Opened 8 years ago

Last modified 6 years ago

#10956 new Bugs

null point exception using asio based on linux

Reported by: xuzhiteng <419855192@…> Owned by: chris_kohlhoff
Milestone: To Be Determined Component: asio
Version: Boost 1.56.0 Severity: Problem
Keywords: Cc:

Description

I have writen a linux server application based on centos boost asio.I have created thread pool accelerating asyn asio,but it is cored down like following. #0 start_op (this=0x1196e18, impl=..., op_type=1, op=0x7fd2b01a8c30, is_continuation=<value optimized out>, is_non_blocking=true, noop=false)
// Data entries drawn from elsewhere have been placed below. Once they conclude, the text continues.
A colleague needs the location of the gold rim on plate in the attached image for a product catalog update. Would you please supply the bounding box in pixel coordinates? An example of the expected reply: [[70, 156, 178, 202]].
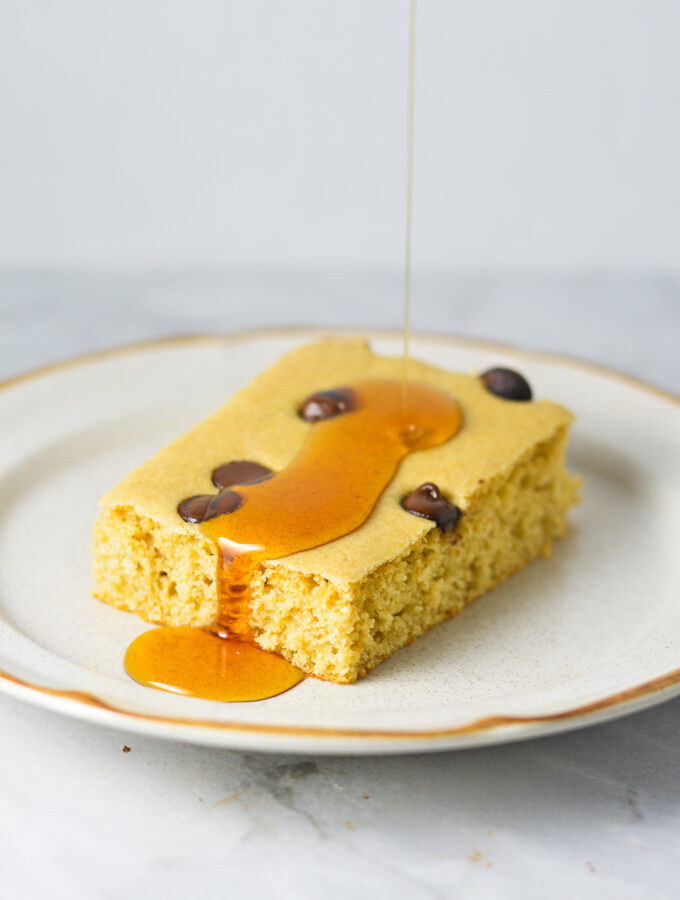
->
[[1, 328, 678, 746]]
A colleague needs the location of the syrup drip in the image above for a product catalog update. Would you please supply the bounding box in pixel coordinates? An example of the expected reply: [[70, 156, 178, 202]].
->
[[124, 380, 462, 701], [402, 0, 416, 415]]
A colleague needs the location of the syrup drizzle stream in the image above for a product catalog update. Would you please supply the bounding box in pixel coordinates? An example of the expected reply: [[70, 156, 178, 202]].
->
[[125, 380, 462, 701], [402, 0, 416, 417]]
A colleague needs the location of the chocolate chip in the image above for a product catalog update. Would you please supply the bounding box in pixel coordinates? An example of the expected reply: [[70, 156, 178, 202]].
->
[[401, 483, 461, 532], [177, 494, 214, 523], [212, 460, 273, 490], [203, 489, 243, 521], [299, 387, 356, 423], [480, 368, 532, 401]]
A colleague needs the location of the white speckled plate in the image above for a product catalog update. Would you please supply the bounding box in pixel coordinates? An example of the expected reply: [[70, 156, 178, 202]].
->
[[0, 329, 679, 755]]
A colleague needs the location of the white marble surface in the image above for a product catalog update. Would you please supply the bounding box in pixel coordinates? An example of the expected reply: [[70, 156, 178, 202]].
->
[[1, 272, 679, 899]]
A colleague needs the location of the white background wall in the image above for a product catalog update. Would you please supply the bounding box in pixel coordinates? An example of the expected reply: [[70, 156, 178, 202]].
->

at /usr/share/server_depends/cmake/depends/net/../../../depends/net/../boost_1_56_0/boost/asio/detail/impl/epoll_reactor.ipp:219

#1 boost::asio::detail::reactive_socket_service_base::start_op (this=0x1196e18, impl=..., op_type=1, op=0x7fd2b01a8c30, is_continuation=<value optimized out>, is_non_blocking=true, noop=false)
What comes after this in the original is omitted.